Buchmesse-Veranstaltungen

Maßarbeit am Text

13. Oktober 2011
Redaktion Börsenblatt
Wenn in der improvisierten „Robert Johnson Bar“ Coctails kredenzt werden, die schon mal „Zeit ohne Ende“ heißen, will keiner nach Hause. Mit einer tollen Ausstellung unter dem Titel „Double Intensity“ würdigt das Museum für Angewandte Kunst Frankfurt (MAK) das 30jährige Bestehen des Verlags Brinkmann & Bose.
„Wer ins Museum kommt, der ist doch tot?“ Die Befürchtung Erich Brinkmanns, der vor 30 Jahren zusammen mit seinem Freiburger Kommilitonen Günter Karl Bose in Berlin einen Verlag gründete, der heute als Meilenstein in der Kombination von herausragender Typografie und kulturell prägenden Texten gilt, darf als komplett unbegründet betrachtet werden. Im Gegenteil: Brinkmann & Bose (der, nachdem sich Günter Bose seit 1995 auf seine Typo-Professur in Leipzig konzentriert, durch die Zusammenarbeit zwischen Erich Brinkmann und Rike Felka geprägt wird) ist höchst lebendig.

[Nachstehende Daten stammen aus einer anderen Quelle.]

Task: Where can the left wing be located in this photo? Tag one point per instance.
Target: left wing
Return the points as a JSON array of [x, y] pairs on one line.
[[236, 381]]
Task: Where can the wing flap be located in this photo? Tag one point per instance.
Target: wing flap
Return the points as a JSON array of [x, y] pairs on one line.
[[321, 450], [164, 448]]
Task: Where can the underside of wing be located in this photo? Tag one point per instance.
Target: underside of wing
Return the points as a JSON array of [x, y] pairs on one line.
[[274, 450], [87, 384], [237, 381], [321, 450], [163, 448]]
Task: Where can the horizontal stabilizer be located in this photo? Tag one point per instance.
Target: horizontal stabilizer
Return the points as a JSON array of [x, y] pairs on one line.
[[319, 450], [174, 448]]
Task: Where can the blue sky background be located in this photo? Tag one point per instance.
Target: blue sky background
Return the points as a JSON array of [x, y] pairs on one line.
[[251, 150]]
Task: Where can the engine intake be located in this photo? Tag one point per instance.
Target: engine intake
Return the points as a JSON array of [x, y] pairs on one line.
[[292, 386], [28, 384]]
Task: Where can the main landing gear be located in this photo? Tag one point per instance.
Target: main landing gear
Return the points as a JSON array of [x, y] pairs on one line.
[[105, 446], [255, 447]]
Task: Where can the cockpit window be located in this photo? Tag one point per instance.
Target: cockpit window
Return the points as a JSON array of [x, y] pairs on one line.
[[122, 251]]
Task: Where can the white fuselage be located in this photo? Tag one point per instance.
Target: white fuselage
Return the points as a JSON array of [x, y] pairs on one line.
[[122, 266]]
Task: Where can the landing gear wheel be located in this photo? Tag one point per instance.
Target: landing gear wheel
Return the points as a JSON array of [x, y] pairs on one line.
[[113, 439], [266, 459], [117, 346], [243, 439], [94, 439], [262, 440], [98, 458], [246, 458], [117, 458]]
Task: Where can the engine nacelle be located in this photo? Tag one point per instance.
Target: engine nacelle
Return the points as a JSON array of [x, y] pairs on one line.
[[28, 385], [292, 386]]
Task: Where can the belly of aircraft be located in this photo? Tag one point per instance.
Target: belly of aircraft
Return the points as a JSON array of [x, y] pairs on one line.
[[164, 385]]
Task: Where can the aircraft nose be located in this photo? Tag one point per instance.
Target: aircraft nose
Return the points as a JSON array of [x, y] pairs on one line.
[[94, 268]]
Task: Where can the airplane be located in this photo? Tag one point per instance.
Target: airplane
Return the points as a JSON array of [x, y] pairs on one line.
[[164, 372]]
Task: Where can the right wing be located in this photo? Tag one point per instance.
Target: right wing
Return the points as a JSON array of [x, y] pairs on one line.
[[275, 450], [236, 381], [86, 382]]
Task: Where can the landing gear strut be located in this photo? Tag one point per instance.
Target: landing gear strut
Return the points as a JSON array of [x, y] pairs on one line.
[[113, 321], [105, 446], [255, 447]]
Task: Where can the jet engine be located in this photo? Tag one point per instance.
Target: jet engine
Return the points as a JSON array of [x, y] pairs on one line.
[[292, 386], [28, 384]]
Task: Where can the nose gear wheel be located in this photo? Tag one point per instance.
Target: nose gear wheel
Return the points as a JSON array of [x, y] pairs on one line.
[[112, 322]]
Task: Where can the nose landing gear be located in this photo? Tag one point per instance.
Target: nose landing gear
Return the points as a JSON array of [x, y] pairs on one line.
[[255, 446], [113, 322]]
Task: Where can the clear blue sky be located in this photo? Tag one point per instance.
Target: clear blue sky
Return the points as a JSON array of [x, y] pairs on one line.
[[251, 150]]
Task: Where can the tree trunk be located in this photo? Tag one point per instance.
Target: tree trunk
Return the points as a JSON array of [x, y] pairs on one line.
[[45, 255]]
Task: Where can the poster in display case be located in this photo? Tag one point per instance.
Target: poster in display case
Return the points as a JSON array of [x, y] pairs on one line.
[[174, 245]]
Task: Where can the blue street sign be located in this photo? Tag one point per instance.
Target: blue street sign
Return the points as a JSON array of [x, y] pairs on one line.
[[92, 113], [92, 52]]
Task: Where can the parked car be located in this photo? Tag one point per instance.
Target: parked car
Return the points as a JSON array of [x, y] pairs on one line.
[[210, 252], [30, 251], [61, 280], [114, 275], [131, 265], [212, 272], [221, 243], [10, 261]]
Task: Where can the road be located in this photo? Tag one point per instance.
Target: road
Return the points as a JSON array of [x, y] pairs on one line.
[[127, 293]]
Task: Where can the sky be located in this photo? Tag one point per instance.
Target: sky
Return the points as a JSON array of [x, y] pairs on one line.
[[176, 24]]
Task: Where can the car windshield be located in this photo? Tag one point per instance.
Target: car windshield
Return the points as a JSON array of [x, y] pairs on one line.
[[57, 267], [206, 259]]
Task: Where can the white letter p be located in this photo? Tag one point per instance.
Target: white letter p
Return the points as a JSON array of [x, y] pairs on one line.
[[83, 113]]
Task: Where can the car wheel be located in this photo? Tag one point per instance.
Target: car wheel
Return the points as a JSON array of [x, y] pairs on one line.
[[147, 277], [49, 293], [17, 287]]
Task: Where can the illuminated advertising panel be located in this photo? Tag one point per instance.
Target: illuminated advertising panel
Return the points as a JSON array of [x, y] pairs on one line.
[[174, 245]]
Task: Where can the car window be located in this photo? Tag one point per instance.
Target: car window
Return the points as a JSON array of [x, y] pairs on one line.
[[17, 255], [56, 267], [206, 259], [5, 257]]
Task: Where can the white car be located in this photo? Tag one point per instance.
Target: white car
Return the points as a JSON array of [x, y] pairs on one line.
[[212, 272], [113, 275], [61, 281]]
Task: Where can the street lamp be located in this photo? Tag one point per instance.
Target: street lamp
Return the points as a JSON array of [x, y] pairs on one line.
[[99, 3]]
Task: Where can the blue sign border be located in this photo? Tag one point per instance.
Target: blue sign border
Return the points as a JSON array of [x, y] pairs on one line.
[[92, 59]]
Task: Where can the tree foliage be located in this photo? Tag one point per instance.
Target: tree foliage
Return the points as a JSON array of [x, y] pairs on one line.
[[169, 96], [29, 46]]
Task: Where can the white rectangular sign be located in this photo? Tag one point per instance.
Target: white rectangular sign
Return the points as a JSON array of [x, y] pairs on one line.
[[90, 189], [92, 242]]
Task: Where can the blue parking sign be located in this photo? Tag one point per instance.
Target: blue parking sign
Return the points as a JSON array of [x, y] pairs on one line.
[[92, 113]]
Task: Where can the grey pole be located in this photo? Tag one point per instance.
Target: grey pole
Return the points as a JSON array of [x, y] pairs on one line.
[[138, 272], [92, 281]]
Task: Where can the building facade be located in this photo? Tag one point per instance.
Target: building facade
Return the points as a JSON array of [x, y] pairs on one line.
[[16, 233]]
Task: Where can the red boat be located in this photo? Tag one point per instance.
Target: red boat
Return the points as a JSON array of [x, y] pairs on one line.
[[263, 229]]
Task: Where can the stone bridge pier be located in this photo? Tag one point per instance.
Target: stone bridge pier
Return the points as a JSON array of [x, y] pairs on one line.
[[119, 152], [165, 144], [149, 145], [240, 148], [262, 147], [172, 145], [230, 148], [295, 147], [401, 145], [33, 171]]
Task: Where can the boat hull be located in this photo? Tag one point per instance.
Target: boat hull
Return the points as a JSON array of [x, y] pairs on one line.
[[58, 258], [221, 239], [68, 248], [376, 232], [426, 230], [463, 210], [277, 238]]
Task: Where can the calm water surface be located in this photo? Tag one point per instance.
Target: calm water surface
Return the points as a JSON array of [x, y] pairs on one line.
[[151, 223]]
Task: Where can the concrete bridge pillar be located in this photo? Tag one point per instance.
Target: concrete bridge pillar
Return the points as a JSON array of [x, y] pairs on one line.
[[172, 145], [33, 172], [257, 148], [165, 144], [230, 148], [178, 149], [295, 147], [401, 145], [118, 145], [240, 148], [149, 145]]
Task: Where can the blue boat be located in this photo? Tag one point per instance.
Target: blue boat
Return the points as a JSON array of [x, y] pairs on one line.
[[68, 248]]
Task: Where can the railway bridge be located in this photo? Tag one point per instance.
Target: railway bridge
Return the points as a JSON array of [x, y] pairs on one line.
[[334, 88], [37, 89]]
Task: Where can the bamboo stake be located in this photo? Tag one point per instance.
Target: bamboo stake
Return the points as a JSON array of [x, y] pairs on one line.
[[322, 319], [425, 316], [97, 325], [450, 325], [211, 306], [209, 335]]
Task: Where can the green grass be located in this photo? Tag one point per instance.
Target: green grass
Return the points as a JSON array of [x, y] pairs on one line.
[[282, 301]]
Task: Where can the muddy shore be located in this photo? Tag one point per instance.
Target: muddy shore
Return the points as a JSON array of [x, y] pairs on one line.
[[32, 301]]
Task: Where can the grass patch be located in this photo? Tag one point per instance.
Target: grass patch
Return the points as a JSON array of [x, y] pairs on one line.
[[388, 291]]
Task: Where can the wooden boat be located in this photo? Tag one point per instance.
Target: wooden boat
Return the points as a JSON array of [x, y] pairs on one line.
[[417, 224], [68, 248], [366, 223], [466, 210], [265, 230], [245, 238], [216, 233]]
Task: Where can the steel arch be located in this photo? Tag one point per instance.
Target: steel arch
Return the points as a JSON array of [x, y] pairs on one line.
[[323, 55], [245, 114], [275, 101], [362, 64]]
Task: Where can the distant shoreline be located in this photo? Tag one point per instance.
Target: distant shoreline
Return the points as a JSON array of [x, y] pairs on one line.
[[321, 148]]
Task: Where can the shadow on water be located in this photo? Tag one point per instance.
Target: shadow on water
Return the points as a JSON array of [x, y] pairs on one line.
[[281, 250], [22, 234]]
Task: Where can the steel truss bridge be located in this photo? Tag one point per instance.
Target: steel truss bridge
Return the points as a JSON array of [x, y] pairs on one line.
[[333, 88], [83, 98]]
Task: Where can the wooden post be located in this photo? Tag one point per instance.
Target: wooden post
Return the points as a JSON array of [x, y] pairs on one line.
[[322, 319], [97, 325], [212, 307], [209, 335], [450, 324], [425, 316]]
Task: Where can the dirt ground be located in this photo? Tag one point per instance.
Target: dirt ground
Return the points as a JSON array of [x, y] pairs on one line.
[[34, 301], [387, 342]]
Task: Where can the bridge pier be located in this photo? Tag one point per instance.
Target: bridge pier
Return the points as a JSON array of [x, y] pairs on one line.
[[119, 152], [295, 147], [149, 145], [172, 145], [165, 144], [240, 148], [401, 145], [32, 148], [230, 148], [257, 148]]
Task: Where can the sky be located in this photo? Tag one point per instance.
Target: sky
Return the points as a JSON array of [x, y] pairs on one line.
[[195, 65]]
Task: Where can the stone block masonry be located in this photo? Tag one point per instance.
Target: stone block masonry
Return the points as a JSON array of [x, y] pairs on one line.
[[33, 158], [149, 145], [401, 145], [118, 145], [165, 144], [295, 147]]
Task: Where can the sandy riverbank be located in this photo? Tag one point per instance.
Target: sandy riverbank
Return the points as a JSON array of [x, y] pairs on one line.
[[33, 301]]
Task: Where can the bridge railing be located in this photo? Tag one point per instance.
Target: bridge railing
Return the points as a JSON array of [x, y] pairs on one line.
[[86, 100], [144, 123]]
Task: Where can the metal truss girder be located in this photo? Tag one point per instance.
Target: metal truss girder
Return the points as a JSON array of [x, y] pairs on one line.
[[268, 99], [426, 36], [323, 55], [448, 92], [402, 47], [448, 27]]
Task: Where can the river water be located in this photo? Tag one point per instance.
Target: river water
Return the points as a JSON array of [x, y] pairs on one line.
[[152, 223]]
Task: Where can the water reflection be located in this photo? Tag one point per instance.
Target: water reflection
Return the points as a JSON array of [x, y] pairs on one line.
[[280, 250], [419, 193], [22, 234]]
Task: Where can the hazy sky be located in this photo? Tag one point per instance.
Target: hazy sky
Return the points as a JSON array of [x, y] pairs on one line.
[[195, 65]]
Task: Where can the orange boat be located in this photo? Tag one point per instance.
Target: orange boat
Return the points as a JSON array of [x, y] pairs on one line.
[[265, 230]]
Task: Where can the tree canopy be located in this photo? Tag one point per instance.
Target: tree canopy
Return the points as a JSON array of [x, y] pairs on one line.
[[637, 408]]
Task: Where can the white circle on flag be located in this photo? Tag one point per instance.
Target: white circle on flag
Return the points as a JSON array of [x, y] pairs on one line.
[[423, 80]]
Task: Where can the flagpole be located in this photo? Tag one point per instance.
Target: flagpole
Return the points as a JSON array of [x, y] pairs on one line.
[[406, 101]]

Die Ausstellung im MAK sperrt die Bücher nicht nur in Vitrinen, sondern lässt die Besucher tasten, fühlen, riechen, lädt zu Entdeckungen ein. Respekt vor klassischen Buchtraditionen: ja! Aber jenseits bibliophiler Bütten-Seligkeit – da gibt es schon mal Buchumschläge aus Schmirgelpapier oder in Ochsenblut getränktes Einbandmaterial. Und dazu, logisch, nur das Feinste aus Literatur, Philosophie, Kunst, Film, Psychoanalyse oder Mathematik – von Derrida über Tschichold bis zu Friedrich Kittlers „Aufschreibsysteme der Moderne“.  

Luzia Braun, Moderatorin des ZDF-Kulturmagazins „aspekte“ und langjährige Freundin von Erich Brinkmann, würdigte die Leistung der beiden Typo-Gurus und Experimenteure in sehr persönlichen Worten. Und wer am kommenden Buchmesse-Sonntag auf den „Tatort“ verzichtet, kann im MAK zudem Klaus Theweleits Vorträg „Tätowierte Bücher“ erleben. Am Messestand von Brinkmann & Bose (Halle 4.1, F 148) lässt sich die Ausstellung virtuell besuchen – mit einem Katalog, der alle Bücher der letzten 30 Jahre dokumentiert; Verlagsgeschichte und Theoriegeschichte in einem. Im MAK feierte die Holzbuchfraktion gestern Abend ganz praktisch, mit Witz, Selbstironie und 16 Jahre altem Lagavulin. Vielleicht nicht wirklich, wie annonciert, „Das beste Fest zur Buchmesse“. Aber Maßarbeit auch an der Bar.